Dates:
Start Time: Thursday, December 12, 2024 at 19:24 UTC
End Time: Thursday, December 12, 2024 at 20:54 UTC
Duration: 1 hour and 30 minutes
What happened:
Log lines submitted to Mezmo for ingestion into Log Analysis were never made available in our WebUI for Searching, Graphing, and Timelines – neither during the incident, nor afterwards. This affected a significant number of accounts. Log lines were still passed through Pipeline and made available at all times within Live Tail. The log data still triggered both Telemetry Pipeline and Log Analysis based alerts, and were still archived in both places.
Why it happened:
A single pod within our indexing service ran out of disk space. This was due to a sudden increase in the volume of log lines sent to Mezmo by accounts that happened to be assigned to this pod.

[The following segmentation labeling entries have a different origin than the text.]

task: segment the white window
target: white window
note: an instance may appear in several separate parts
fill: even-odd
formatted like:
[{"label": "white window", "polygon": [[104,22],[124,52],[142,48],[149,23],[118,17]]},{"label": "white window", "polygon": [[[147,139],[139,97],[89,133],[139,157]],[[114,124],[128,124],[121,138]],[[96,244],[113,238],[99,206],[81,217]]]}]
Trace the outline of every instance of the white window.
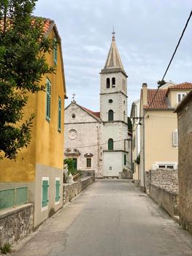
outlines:
[{"label": "white window", "polygon": [[173,140],[173,146],[178,146],[178,132],[177,132],[177,129],[175,129],[175,130],[172,132],[172,140]]},{"label": "white window", "polygon": [[177,103],[179,104],[183,98],[187,95],[186,92],[180,92],[177,94]]}]

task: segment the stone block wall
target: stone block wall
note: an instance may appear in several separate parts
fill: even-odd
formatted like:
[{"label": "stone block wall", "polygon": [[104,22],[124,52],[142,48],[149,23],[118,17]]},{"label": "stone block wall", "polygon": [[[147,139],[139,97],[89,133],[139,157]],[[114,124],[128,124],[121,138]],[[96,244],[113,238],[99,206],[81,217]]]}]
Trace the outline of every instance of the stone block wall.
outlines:
[{"label": "stone block wall", "polygon": [[33,230],[34,204],[0,211],[0,247],[23,238]]},{"label": "stone block wall", "polygon": [[149,195],[168,214],[179,215],[178,171],[157,169],[149,171]]},{"label": "stone block wall", "polygon": [[94,176],[82,178],[72,184],[64,184],[64,205],[94,182]]},{"label": "stone block wall", "polygon": [[151,170],[149,172],[149,183],[167,191],[178,192],[178,171],[172,169]]}]

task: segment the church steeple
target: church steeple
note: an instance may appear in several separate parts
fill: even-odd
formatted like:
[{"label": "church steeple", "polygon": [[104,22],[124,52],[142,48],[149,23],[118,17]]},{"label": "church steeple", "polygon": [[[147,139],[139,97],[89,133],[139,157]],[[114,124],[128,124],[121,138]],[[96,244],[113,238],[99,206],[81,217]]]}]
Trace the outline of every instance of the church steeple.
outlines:
[{"label": "church steeple", "polygon": [[114,29],[112,34],[112,37],[111,47],[107,58],[107,61],[105,62],[104,69],[120,68],[124,71],[124,68],[120,60],[118,50],[115,42],[115,32],[114,31]]}]

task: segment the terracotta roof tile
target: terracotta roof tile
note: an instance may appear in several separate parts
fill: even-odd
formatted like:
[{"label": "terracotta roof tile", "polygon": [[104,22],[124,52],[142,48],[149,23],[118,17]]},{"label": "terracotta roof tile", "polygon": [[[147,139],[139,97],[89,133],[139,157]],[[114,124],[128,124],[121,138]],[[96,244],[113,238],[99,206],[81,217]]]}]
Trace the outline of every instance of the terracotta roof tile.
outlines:
[{"label": "terracotta roof tile", "polygon": [[[166,99],[166,94],[167,89],[147,89],[147,105],[145,105],[145,109],[166,109],[169,108],[169,105]],[[156,94],[157,92],[157,94]],[[153,99],[155,95],[154,100]],[[153,101],[152,105],[150,105]]]}]

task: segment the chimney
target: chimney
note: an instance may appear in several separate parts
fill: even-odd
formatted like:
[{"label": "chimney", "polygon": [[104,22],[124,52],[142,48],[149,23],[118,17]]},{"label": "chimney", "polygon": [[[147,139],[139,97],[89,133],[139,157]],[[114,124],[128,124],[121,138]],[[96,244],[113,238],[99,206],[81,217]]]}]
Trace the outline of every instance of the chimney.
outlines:
[{"label": "chimney", "polygon": [[147,105],[147,84],[143,83],[142,84],[142,102],[143,105]]}]

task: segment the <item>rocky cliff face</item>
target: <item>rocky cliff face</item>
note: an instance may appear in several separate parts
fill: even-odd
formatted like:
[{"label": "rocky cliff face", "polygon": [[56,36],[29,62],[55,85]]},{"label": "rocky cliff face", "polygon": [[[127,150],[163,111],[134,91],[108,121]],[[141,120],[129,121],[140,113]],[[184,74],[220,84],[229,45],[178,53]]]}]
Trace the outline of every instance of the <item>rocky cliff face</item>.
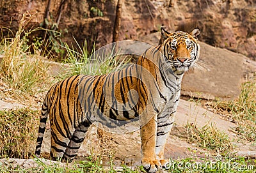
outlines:
[{"label": "rocky cliff face", "polygon": [[[116,3],[117,0],[2,1],[0,24],[17,30],[22,13],[29,11],[36,15],[28,27],[36,27],[48,11],[47,20],[51,25],[58,24],[63,41],[74,42],[74,36],[79,43],[86,39],[92,45],[96,40],[99,47],[112,41]],[[201,41],[255,59],[255,5],[253,0],[125,1],[119,40],[140,40],[162,24],[172,31],[198,27]]]}]

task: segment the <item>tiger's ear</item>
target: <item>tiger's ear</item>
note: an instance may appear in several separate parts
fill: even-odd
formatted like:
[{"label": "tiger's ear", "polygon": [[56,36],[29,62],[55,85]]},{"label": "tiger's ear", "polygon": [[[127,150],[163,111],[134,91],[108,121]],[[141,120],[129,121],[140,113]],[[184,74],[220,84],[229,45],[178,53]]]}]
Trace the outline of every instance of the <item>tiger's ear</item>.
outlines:
[{"label": "tiger's ear", "polygon": [[169,37],[170,35],[170,33],[167,31],[166,31],[164,28],[164,26],[161,26],[161,33],[162,34],[162,40],[166,40],[167,38]]},{"label": "tiger's ear", "polygon": [[198,38],[197,38],[200,34],[200,31],[199,30],[199,28],[196,27],[194,29],[192,30],[191,32],[190,32],[189,33],[193,38],[195,38],[196,40],[198,40]]}]

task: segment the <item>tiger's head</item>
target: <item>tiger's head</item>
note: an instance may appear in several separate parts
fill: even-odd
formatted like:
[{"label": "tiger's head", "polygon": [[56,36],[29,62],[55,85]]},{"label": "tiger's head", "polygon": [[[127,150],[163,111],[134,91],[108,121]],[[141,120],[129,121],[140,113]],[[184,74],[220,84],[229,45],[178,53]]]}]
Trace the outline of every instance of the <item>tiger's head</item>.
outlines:
[{"label": "tiger's head", "polygon": [[161,34],[162,53],[173,71],[188,71],[199,57],[200,47],[197,43],[199,29],[195,28],[190,33],[182,31],[170,33],[162,27]]}]

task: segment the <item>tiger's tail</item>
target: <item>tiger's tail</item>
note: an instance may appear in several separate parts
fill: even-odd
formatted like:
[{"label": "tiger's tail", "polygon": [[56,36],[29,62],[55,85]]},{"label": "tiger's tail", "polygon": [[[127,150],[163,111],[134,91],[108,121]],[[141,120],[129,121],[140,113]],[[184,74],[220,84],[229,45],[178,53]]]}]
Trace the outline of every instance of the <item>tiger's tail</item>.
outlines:
[{"label": "tiger's tail", "polygon": [[42,144],[43,143],[43,138],[44,132],[45,130],[46,121],[47,120],[48,116],[48,105],[47,105],[47,99],[45,97],[43,105],[42,107],[41,117],[39,124],[38,134],[37,136],[36,151],[35,153],[35,156],[36,158],[40,157],[41,153]]}]

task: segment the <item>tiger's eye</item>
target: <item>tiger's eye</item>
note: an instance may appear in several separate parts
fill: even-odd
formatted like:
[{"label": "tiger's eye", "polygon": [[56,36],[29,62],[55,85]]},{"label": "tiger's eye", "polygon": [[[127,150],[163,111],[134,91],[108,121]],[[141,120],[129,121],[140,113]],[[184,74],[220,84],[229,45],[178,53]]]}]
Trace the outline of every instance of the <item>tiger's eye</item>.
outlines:
[{"label": "tiger's eye", "polygon": [[173,50],[176,50],[176,46],[175,45],[171,45],[171,48],[172,49],[173,49]]}]

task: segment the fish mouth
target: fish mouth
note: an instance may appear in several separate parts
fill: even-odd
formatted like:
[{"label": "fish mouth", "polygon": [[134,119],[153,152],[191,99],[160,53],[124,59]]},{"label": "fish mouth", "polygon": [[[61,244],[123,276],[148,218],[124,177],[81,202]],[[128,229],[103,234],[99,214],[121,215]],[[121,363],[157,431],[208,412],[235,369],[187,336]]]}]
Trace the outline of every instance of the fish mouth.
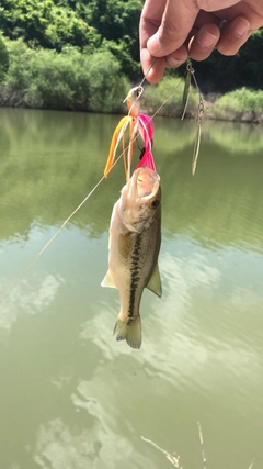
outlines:
[{"label": "fish mouth", "polygon": [[160,186],[160,176],[150,168],[138,168],[134,172],[133,190],[139,199],[150,199]]}]

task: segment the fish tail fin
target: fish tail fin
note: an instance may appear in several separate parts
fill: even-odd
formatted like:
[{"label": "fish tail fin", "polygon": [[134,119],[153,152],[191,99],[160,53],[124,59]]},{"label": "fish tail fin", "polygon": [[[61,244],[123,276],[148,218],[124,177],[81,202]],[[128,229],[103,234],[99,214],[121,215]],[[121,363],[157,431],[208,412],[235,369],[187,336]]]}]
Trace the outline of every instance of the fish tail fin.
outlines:
[{"label": "fish tail fin", "polygon": [[116,334],[116,340],[126,340],[132,348],[140,348],[141,346],[141,325],[140,316],[132,320],[118,319],[113,334]]}]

Our pods are configured to limit how much disk space is available for writing new data; these limits should have prevented any pod from running out of disk space, in any scenario. After the incident, we discovered that the limits had been configured incorrectly, which explains why it was possible for this pod to run out of disk space.
Our service is designed to tolerate the loss of a single pod within its indexing service without any widespread impact to customers. Instead, for reasons still under investigation, the impact expanded to many other pods.

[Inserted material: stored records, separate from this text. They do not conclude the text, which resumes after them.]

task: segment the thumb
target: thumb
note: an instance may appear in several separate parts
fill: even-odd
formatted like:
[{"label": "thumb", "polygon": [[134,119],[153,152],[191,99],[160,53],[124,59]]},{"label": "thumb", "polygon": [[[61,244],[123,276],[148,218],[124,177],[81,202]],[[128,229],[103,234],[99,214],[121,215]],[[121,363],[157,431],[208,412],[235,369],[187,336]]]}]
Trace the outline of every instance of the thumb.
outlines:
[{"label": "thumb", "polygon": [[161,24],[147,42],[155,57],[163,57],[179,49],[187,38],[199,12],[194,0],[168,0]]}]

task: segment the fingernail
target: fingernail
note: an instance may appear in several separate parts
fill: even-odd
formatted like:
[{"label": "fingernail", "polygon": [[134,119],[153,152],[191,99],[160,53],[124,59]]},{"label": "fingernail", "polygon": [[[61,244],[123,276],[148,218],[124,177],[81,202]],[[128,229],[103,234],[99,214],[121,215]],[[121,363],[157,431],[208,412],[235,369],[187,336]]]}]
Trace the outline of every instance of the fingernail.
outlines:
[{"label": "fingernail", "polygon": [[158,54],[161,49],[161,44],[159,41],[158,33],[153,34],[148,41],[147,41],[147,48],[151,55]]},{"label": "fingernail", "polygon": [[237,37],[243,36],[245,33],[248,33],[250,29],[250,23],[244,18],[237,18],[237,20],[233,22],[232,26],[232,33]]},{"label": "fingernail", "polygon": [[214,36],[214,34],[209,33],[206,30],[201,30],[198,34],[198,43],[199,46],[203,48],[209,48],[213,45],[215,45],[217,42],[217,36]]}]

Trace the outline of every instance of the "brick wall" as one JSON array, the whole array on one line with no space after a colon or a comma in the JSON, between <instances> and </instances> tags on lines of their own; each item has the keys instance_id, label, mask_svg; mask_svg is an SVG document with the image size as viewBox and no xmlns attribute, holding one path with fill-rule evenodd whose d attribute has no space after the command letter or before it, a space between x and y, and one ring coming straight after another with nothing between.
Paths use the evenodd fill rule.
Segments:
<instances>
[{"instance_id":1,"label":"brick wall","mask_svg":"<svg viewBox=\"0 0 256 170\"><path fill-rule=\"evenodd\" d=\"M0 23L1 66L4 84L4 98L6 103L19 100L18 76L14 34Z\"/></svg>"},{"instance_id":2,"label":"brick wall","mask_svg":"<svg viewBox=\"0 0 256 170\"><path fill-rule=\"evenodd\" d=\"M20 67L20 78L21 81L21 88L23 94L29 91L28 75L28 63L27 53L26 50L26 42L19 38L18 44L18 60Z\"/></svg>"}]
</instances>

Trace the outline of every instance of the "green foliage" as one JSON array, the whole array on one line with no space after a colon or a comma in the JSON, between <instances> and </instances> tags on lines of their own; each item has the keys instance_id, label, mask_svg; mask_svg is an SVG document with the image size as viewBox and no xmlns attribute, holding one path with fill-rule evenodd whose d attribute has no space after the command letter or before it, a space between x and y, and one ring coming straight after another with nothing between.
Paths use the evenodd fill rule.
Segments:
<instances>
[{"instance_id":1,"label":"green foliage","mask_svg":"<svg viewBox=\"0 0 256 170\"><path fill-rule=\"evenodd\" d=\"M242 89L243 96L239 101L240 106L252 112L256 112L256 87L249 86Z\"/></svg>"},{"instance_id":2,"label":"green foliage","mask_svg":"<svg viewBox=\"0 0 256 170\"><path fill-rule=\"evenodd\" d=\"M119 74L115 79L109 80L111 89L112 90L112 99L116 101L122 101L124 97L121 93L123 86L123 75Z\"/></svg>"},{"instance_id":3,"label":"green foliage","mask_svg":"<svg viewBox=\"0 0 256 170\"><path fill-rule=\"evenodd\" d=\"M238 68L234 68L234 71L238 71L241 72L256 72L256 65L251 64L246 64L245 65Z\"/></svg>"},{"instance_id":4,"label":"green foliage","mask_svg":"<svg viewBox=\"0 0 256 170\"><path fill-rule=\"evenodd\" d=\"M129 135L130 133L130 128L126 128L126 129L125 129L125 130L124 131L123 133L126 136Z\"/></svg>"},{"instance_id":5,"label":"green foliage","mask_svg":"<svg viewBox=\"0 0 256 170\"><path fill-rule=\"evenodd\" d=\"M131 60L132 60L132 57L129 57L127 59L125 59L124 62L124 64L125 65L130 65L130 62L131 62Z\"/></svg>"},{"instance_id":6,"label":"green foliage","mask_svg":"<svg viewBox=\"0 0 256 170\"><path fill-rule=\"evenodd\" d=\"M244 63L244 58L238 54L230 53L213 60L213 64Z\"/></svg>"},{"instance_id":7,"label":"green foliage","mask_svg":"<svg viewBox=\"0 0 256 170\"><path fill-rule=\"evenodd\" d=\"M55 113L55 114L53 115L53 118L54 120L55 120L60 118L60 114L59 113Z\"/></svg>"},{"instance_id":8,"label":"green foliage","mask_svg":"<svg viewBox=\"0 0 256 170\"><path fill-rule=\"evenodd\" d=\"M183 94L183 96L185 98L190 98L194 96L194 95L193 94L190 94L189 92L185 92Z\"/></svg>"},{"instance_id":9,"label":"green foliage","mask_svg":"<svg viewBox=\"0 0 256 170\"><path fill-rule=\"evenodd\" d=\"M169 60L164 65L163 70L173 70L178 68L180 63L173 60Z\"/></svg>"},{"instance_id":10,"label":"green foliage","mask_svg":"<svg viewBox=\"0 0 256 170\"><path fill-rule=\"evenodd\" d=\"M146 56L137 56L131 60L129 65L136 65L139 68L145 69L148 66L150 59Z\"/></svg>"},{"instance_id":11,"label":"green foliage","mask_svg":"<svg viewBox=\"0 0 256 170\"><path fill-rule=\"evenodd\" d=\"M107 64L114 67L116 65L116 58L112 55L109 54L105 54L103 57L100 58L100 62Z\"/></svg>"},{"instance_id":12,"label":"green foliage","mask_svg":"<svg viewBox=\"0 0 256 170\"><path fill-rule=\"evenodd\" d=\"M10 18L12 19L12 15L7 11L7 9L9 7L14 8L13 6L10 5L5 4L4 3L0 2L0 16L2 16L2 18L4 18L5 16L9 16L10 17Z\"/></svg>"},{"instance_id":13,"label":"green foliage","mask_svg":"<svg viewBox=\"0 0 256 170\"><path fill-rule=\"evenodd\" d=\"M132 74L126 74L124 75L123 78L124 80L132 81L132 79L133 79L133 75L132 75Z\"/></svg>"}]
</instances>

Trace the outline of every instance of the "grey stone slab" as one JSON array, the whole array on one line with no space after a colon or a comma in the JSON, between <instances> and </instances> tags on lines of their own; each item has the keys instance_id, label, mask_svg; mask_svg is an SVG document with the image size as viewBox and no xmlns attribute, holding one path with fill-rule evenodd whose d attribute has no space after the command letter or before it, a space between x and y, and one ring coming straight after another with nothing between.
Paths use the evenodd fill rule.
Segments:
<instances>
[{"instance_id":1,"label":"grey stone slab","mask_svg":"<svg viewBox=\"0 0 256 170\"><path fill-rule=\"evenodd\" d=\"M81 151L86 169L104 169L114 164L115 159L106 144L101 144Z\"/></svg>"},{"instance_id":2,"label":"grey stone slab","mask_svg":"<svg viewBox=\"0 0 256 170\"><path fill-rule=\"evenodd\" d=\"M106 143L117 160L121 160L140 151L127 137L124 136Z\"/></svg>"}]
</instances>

Our service is also designed to retain submitted log lines, even if the indexing portion of our service cannot process them immediately; these log lines can be indexed later, when the service is functional again. In this incident, however, the log lines were never indexed. The reason for this failure is also under investigation.
How we fixed it:
We restarted the pod that had run out of disk space. It immediately had enough free disk space to accept new log lines for indexing. All other indexing pods also returned to a normal operational state.

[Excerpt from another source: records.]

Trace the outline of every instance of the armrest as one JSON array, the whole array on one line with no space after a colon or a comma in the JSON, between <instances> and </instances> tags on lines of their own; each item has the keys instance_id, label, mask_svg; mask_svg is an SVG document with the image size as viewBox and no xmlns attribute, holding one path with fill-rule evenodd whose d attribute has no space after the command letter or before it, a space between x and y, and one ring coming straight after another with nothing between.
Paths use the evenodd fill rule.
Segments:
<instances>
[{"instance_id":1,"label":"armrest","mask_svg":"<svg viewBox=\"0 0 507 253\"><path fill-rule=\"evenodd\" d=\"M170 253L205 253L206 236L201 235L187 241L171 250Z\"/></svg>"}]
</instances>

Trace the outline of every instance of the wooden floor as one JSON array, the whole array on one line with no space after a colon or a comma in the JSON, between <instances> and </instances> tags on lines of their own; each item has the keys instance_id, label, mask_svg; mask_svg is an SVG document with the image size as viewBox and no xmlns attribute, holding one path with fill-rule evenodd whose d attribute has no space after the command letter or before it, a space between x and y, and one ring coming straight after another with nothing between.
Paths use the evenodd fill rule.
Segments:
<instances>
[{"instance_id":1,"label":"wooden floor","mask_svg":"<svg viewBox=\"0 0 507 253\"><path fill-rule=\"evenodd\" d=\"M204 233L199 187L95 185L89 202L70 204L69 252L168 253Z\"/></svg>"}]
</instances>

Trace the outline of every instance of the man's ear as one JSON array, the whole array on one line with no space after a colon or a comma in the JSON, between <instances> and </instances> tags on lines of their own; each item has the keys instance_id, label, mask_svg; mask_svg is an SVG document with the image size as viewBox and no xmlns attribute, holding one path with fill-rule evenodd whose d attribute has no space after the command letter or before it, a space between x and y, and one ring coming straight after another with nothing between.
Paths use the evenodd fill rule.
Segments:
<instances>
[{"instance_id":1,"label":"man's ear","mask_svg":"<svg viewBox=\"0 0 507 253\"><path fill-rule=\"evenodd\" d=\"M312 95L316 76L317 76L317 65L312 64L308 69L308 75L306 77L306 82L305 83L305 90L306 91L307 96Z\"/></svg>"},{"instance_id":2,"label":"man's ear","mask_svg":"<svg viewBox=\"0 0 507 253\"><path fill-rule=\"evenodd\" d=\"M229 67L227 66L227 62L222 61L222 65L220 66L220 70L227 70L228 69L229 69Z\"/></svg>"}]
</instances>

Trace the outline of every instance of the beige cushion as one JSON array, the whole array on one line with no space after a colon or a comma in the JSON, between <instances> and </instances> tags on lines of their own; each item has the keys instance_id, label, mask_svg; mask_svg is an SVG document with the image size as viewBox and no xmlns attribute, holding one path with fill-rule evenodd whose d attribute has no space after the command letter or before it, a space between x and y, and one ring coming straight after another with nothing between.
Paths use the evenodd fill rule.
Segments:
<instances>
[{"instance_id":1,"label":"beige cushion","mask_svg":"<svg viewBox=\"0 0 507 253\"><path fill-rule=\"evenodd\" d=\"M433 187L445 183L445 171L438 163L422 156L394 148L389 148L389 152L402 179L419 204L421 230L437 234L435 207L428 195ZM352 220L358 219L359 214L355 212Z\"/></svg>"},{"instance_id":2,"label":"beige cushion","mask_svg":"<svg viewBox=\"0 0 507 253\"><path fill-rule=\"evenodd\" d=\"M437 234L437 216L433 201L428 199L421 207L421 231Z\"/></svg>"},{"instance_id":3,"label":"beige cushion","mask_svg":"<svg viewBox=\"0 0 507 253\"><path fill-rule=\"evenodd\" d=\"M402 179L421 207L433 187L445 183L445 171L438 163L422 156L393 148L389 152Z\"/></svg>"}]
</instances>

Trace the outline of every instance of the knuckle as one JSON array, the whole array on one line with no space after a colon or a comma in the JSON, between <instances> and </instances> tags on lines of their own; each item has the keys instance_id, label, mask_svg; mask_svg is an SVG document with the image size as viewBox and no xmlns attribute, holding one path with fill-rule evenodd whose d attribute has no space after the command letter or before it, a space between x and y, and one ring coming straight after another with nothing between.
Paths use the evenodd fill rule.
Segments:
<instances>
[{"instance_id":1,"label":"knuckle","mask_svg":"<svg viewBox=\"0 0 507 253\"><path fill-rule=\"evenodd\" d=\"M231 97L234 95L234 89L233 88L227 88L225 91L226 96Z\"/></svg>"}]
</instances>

What we are doing to prevent it from happening again:
We have properly configured our pods to prevent them from running out of disk space. This step alone should prevent any recurrence of the same problem.
We have updated our monitoring to send high priority alerts when any indexing pod is in danger of running out of disk space. These alerts were in place before, but set to “low” priority; they did not come to our attention in time to prevent the incident.
We will continue to actively investigate why the impact spread to other indexing pods and why log lines were not retained for indexing in the future.